A propos du Centre Résidentiel Communautaire (C.R.C.) ou  ‘maison de transition’ 

A l’origine, les maisons de transitions servaient de refuge pour les prisonniers qui était libérés et pour ceux que la cour nommait ‘Infortunés’.

Malgré que les maisons de transition ne semblait être une nécessité dans le temps, c’était clair pour plusieurs que sans les maisons de transitions, les prisonniers était mis en liberté directement dans la communauté à la fin de leur peine sans supervision ni soutien. Ceci dit, plusieurs d’eux récidivait. Les opérateurs de maisons de transitions croyait que c’était dans le meilleur intérêt de la société d’aider ces hommes et femmes à se ré-établir dans la communauté. C’était meilleur pour eux et par la suite la communauté en bénéficiait.

Pendant près de la moitié d’un siècle, les maisons de transitions étaient dirigées par de petites organisations communautaires informelles formés la plupart du temps par des religieux et des volontaires de la communauté. Ils ont luttés pour sensibiliser le gouvernement des besoins financiers nécessaire et du besoin d’impliquer la communauté.

Les maisons qui ont remportées le plus de succès ont impliqués dans leurs comités de directeurs des personnes qui participait activement dans la compté. Ce n’était pas facile et  leur efforts n’ont pas passés incontestés, mais après la guerre,plusieurs études ont démontrés sans contexte que les maisons de transition jouait un rôle important  dans le processus de réhabilitation des contrevenants.

Pour les jeunes, les maisons de transitions servent comme alternative à l’incarcération mais pour les hommes et femmes qui ont complétés une partie de leur sentence en prison, elle servent comme maison. Ils/elles purgent  le reste de leur sentence dans une maison de transition en  communauté. Sans l’existence des maisons de transitions, les contrevenants serait libérés plus tard sur parole, directement dans la communauté sans les besoins adéquat de soutien et de supervision. En combinant les programmes nous répondons aux problèmes sociaux et personnels qui mène au comportement criminel et promouvoit le temps productif dans la comunauté. Les maisons de transitions change le comportement des contrevenants au positif. Une écoute active de leurs progrès permet d’avoir une réponse immédiate en cas qu’il y aurait une situation qui met la communauté à risque.

Les résidents sont encouragés à utiliser leur temps de façon constructive soit  par le travail ou les études. Ils participent à des consultations de relation d’aide individuelle ou en groupe, qui aide à venir  à controler  leur modèle de comportement anti-social.
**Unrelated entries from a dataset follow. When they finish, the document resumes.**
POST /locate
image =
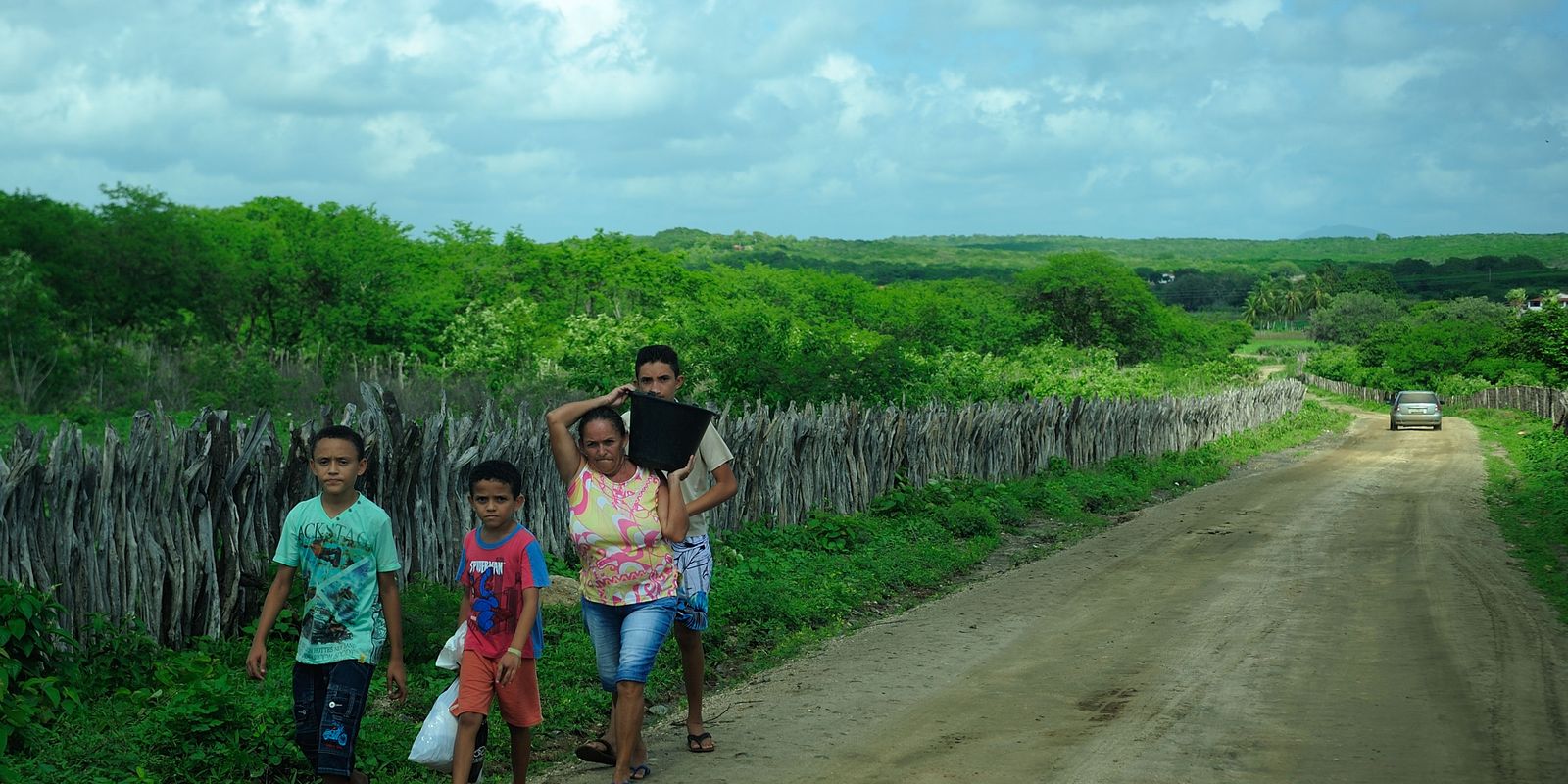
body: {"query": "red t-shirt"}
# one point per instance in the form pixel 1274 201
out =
pixel 493 576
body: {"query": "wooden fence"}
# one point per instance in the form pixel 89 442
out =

De plus, ils ont le choix de se donner des outils utile pour l’avancement académique leur préparation à l’obtention d’un emploi, des habiletés et des outils de vie  cognitive.  Ils ont des programmes pour la gestion de colère ainsi que des programmes pour la prévention d’une rechute face aux problèmes de toxicomanies qui leur apprenent à gérer leur vie de facon plus efficace.

De nos jours, les maisons de transitions reçoivent  de l’aide financière de différentes sources, tel que les efforts volontaires, des levés de fonds, des donations parvenant de la communauté. De plus ils reçoivent des contrats du gouvernement qui  permet  au C.R.F de continuer leur travail. L’équipe professionnelle est tenue responsible envers lescomités de directeurs volontaires  qui sont choisit dans la communauté. En Ontario, la plupart des maisons de transitions sont géré sans but lucratif ou comme organisme à but non-lucratif.

La réalité des maisons de transition indique que ce travail n’est pas facile et il n’y a aucune guarantie que chaque client soit un succès, mais 98% de tout les types de cas sont des succès.

Pour la protection et la sécurité dans la communauté, les maisons de transition n’accepte pas les cas si les personnes ne sont pas apte à l’intégration dans la communauté.

Après plus de cent ans de travail dans la communauté, avec les contrevenants libérés sur parole, il est important de mentionner que ce service humanitaire est le plus réaliste, le moins coûteux, et est un impact positif face à la lutte contre le crime.